Havia entre elas uma que era considerada de segunda categoria, porque a cesta que levava era sempre abarrotada de roupas e ela passava horas ajoelhada nas pedras até muito tempo depois que as outras se retiravam, as mãos enrugadas pela água fria, não cantava, não falava mal da vizinhança, nem do marido. Quase não falava. Monossilábica, se me entendem. Atividade diária incessante.

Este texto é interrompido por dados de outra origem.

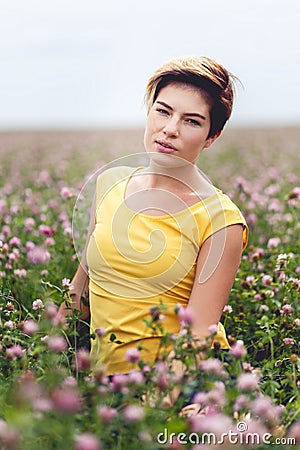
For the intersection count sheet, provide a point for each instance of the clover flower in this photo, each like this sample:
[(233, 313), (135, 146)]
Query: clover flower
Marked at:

Era preciso faturar algum para a comida, porque além da roupa da casa, lavava para fora, como se dizia antigamente. Dizem que a clientela era enorme. Tinha até lista de espera. Além de lavar muito bem lavado, ainda passava a roupa com grande esmero. 

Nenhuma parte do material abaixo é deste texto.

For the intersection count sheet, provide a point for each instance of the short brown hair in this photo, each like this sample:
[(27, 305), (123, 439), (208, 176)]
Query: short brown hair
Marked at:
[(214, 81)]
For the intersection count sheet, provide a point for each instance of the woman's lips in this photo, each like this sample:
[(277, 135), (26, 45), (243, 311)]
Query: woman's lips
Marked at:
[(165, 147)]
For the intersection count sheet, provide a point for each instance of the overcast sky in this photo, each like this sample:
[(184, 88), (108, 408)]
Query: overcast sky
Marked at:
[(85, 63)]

Enquanto as lavadeiras atendiam por nomes comuns, como Maria, Conceição e Tereza, talvez até alguns prosaicos como Albertina, Mirinda e Ordália, ela chamava-se simplesmente Fernanda. "Fernanda de quê?" Costumavam indagar, e ela respondia apenas “Fernanda de Jesus.” 

Pois estava, um dia, nossa Fernanda enxaguando as suas roupas nas águas do Rio das Velhas, como sempre fez desde os treze anos de idade, quando percebeu que alguma coisa brilhava por entre as pedrinhas da margem. Catou com jeito e era uma pedra dourada. Calculou pelo peso na mão que fosse coisa de umas 200 gramas. Guardou no bolso do casaco para olhar melhor depois, com calma, e antes de chamar a atenção daquele povo. 

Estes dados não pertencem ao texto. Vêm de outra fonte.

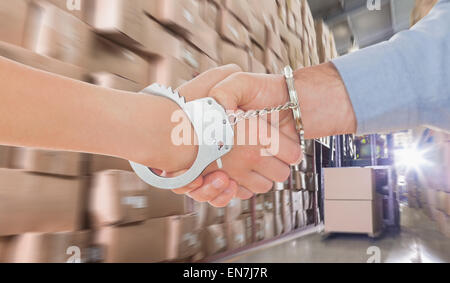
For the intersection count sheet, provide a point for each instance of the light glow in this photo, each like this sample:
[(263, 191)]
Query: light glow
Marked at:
[(410, 158)]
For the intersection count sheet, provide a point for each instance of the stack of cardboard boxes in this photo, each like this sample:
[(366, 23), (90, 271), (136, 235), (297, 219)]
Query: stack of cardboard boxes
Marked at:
[(55, 204), (435, 183), (42, 205)]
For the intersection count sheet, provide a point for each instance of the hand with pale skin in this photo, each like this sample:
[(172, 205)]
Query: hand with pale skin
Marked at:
[(324, 102), (58, 113), (247, 170)]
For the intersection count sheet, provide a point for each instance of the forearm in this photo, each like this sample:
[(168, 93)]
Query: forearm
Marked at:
[(324, 102), (42, 110)]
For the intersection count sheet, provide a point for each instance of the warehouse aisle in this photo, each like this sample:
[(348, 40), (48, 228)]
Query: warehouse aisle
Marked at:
[(419, 241)]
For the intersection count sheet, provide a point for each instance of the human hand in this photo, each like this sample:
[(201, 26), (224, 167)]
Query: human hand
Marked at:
[(245, 170), (323, 114)]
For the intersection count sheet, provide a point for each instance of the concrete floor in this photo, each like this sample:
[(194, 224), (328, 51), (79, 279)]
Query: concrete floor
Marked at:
[(418, 241)]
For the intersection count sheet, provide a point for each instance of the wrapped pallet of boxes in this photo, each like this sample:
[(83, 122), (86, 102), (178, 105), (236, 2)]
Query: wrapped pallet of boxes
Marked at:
[(155, 240), (107, 56), (120, 197), (235, 234), (13, 16), (214, 239), (62, 247), (5, 248), (99, 163), (40, 62), (351, 202), (108, 80), (286, 211), (39, 203), (118, 20), (60, 163), (180, 16)]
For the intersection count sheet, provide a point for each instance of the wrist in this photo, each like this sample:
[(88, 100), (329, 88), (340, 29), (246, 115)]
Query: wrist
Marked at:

Enxaguou mais umas roupas e viu outra pedra brilhando. Meu Deus, o que será isso? Não havia ninguém por aquelas paragens que não sonhasse em encontrar ouro no Rio das Velhas. Talvez nem a resignada Fernanda. Esta pedra agora era maiorzinha, talvez umas 300 gramas.

Agora ela já não dava muita atenção à roupa, e começou a suar frio. Será ouro, minha Nossa Senhora da Conceição? Sem chamar a atenção das faladeiras que continuavam a contar seus casos e falar mal das sogras, a nossa Fernanda foi olhando pelas beiradas, cutucando uma pedrinha aqui e outra ali, e de repente achou outra. Mais uma de 300 gramas. Em pouco tempo foi recolhendo assim com muito cuidado estas pedrinhas douradas que teimavam em aparecer em sua frente. A esta altura já queria ficar lavando ali até anoitecer, ou até no dia seguinte, se fosse possível, de medo de alguma outra lavadeira tomar o seu lugar. Voltou a enxaguar as mesmas roupas umas três vezes. Como ninguém dava muita atenção a ela, já que ela não falava mal de ninguém e não sabia de novidade alguma, ela foi ficando para trás, até ficar sozinha na beira do rio. Aí ela sentou-se, porque as pernas bambeavam um pouco e estava com uma vontade louca de fazer xixi.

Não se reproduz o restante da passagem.